A number of reasons contribute to traffic congestion in Cairo, Egypt, one of the most congested cities in the world. Aside from a rapidly growing population, the government offers cheap, subsidized fuel. Poor urban planning makes the situation even worse.

Cairo and other cities of the world would benefit greatly from intelligent traffic management systems. Therefore, an IoT hackathon team might develop a smart traffic management system capable of meaning road traffic and clearing the way for emergency vehicles, such as ambulances.

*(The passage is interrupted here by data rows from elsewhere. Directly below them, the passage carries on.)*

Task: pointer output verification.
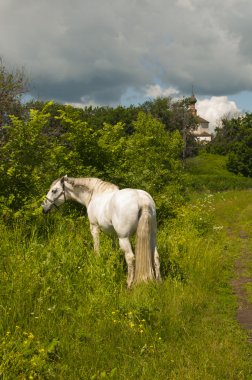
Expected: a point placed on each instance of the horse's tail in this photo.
(144, 250)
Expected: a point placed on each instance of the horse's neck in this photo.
(82, 189)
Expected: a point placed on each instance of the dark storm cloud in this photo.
(95, 50)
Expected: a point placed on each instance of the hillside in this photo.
(208, 172)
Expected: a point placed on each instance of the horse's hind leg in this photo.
(157, 265)
(96, 238)
(129, 257)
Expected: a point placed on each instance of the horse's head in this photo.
(55, 196)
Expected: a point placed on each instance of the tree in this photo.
(13, 84)
(234, 139)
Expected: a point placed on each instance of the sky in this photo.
(97, 52)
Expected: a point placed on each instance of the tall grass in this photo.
(66, 314)
(208, 172)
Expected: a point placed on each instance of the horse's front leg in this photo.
(129, 257)
(95, 231)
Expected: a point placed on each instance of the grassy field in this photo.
(66, 314)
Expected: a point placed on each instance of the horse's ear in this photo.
(63, 179)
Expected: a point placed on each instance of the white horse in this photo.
(122, 212)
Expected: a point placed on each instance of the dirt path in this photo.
(244, 311)
(234, 212)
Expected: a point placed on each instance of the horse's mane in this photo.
(93, 184)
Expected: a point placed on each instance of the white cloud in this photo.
(215, 108)
(100, 49)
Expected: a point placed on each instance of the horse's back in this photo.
(125, 208)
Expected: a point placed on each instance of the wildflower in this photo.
(30, 336)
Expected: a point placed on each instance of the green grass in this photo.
(208, 172)
(66, 314)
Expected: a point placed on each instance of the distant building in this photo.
(202, 131)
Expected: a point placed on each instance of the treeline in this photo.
(137, 146)
(55, 140)
(234, 140)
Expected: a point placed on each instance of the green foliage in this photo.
(152, 155)
(208, 172)
(76, 319)
(235, 140)
(23, 356)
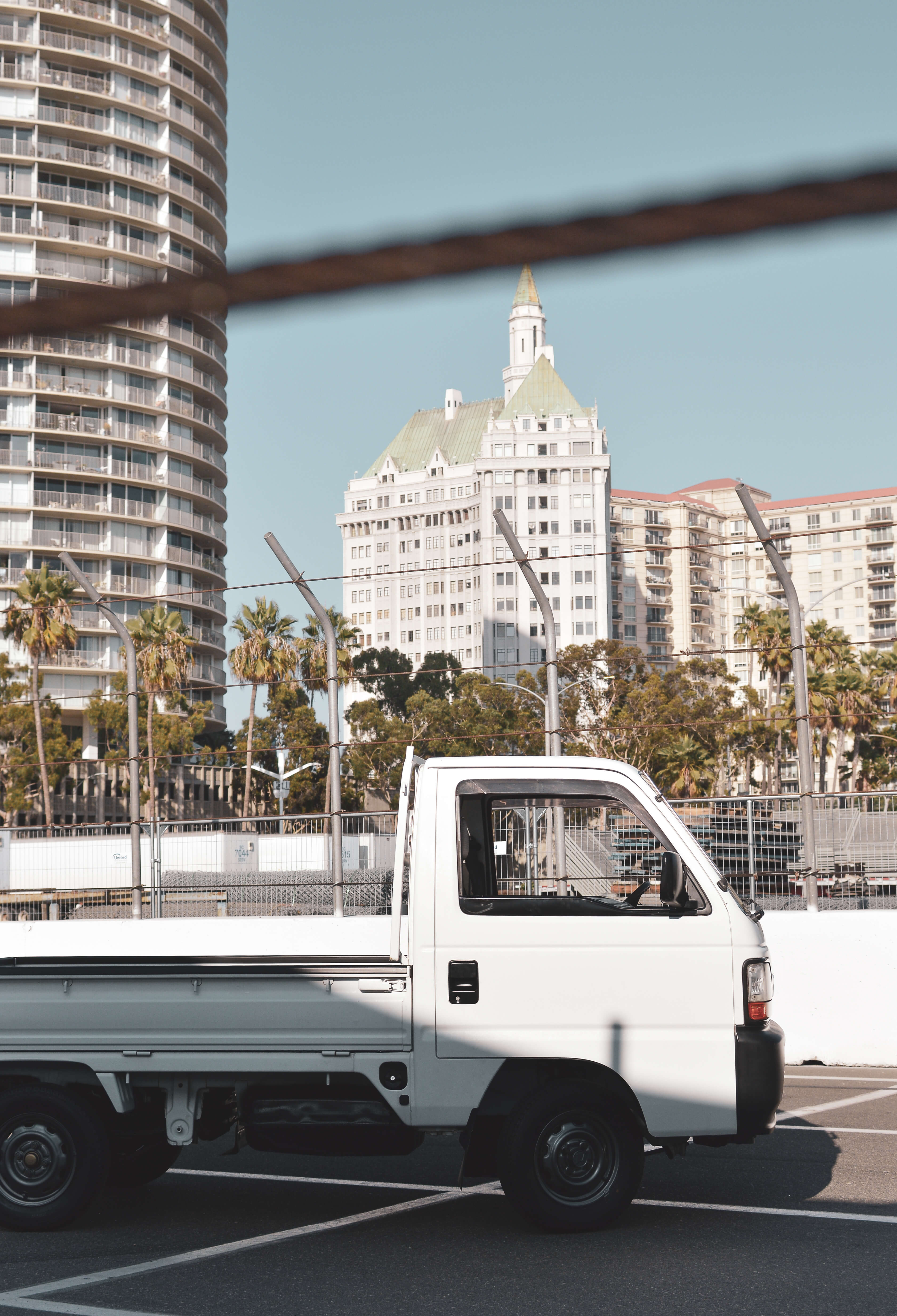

Aside from gaining lost time and productivity, people benefiting from such a system would gain a safer and healthier place to live, with less time spent in the car and quicker response times from paramedics.

As an ancillary benefit, the smart traffic management system would monitor traffic to identify lawbreakers whose selfish actions disrupt the smooth and more coordinated flow of traffic. Such a system might then deploy police robots to punish the transgressors — or maybe just email a ticket.

Liquid Monitoring

The equivalent of more than 200 barrels of oil per day spills from America’s network of oil and gas pipelines, according to data collected from the U.S. Pipeline and Hazardous Materials Safety Administration.

After cleanup efforts by industry, some 31,500 barrels of oil remain in the ground and in the water as a longer-term environmental and health hazard. Amazon Frontlines and other environmental groups say the spills cause irreparable harm to human health, as confirmed by studies of biomarkers. These harms include damage to the respiratory and immune systems, reproductive health damage, and increased cancer risk.

Thus, an IoT hackathon team might choose to fight this problem with a liquid monitoring system that would allow pipeline and infrastructure owners to exponentially improve safety surveillance. Recent drone technology offered an incremental improvement in surveillance capability, but more technological progress is needed.

The IoT project would attempt to build a system to remotely monitor liquid levels in varying bits of infrastructure, including oil and gas pipelines. The system would consist of ultronic, conductive, and float sensors connected by WiFi that would alert infrastructure owners to important changes in liquid levels.

The system would also be able to track individual chemicals within the pipelines and other pieces of infrastructure. Such a system would bring implications for the environmental movement as well as homeland security infrastructure protection.

Looking for a good hackathon platform to organize your hackathon IoT projects? Try Hackathon.com

Already, the international community has seen the growth of professional organizations devoted to the burgeoning field of IoT and its development.

More information on the professional world of IoT hackathons may be found online on Hackathon.com.

Final points

The IoT hackathon should become an increasingly more relevant event in technology development as business developers look for ways to accelerate the adoption of the Internet of Things. The IoT hackathon is a great way to bring the best minds in technology together to quickly and efficiently develop new applications for existing products.